Audrey Lukban’s How the Frame Decides thinks through archival material and its histories to unpack and challenge colonial narratives through the (re)presentations of power. Referencing objects, archival photographs, and specific moments in Philippine history, Lukban seeks to reveal how power and control is enacted in material and visual culture.
How the Frame Decides seemingly marks a conceptual departure from Lukban’s recent practice as a painter following her return to Manila from the Royal College of Art in London. From introspective interrogations of power in intimate spaces, working through self-portraiture and lush, ornate renderings of soft yet tense domestic settings – of which only traces of bodies are present – Lukban now turns to bodies as charged vessels of colonial history, one constantly controlled through language, taxonomy, and organization.
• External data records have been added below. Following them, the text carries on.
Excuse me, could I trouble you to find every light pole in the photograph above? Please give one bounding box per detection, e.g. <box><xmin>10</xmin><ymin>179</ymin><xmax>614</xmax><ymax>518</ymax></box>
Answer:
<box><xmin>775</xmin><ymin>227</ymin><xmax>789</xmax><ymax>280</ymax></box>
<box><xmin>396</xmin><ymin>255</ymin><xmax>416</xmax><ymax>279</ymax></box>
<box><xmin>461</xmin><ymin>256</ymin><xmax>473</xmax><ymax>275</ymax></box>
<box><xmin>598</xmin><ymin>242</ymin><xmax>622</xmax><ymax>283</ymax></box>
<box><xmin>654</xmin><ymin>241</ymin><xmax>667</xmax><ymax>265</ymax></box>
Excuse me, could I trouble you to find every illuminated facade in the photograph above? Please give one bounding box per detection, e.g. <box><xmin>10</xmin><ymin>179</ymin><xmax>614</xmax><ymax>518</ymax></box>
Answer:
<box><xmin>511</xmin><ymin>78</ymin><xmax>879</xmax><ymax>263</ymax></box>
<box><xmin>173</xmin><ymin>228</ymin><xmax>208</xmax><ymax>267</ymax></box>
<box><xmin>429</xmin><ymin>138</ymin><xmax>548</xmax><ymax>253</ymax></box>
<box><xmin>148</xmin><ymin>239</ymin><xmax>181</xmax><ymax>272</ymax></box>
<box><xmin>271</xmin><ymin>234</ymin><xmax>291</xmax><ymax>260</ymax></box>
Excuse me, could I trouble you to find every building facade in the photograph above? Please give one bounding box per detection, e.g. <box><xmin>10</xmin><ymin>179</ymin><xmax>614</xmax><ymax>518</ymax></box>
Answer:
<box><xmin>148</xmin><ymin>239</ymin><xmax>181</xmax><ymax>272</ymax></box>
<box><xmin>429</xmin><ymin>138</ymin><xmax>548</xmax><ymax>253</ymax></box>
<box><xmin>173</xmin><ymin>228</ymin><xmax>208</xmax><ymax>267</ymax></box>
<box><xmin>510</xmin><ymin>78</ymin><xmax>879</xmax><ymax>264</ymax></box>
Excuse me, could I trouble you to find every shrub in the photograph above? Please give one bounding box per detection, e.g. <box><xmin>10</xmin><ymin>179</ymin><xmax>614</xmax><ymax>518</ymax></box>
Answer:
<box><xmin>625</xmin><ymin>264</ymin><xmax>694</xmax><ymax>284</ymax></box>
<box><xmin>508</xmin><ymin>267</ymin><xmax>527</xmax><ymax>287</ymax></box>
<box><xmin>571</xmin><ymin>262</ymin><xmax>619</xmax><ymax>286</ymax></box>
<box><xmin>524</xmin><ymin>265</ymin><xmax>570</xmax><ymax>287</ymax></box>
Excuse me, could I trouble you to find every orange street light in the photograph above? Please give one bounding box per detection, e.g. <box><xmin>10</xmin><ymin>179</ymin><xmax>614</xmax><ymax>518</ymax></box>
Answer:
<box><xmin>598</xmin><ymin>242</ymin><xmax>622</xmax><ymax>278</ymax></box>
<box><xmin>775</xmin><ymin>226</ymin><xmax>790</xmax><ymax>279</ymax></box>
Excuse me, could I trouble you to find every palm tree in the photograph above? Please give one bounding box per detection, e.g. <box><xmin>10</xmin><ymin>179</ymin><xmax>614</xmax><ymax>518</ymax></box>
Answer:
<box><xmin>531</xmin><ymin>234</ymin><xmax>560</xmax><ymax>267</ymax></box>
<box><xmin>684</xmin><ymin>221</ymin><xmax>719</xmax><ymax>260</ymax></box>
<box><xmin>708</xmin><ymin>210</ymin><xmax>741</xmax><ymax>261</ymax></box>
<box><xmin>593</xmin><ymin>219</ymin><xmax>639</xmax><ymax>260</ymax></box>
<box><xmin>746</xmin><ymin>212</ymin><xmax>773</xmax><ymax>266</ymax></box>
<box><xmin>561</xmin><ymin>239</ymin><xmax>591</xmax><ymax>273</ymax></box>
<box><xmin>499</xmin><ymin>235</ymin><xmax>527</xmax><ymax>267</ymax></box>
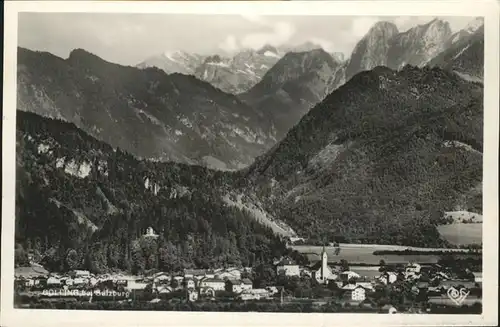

Through a series of oil on wood paintings and etched wooden panels, Lukban explores historical hierarchies enacted through image-making, seeking to understand how conceptions of the colonized are made and determined. In After Killing Magellan (2025), Lukban constructs a fractured painting of a figure lying prostrate. Installed on the ground, the work seeks to critique conventions of Western portraiture as typically wall-bound and fixed. In its fragmentation, Lukban personifies and visualizes the role of territorial management in colonization, explicitly thinking through the radical renaming, reshaping, and regrouping of the Philippine archipelago – geographical divisions that still persist to this day.
Lukban moreover examines the colonial act of the definition and grouping of bodies through an engagement with visual and material culture. She paints from archival records found in collections at the University of Michigan, reconstructing these photographs with a hazy and blurred quality. In doing so, she calls attention not to a fidelity of image, rather to the charged descriptions often found alongside these documents. Together with her paintings, wooden replicas of gilded frames from the National Portrait Gallery in London highlight the disparity in self-determination between the colonizer and the colonized. While the colonized body is one that has been subject to annotations and binaries, royals and nobles are free to commission their own portraiture.
How the Frame Decides interrogates how power is exercised, posing critical questions on agency and the right to recognition and (re)presentation. Through these works, Lukban invites viewers to rethink how colonial power has been enacted on bodies in history – not merely through the violent subjugation of land and its peoples, but through the seemingly inconsequential and invisible act of definition and classification.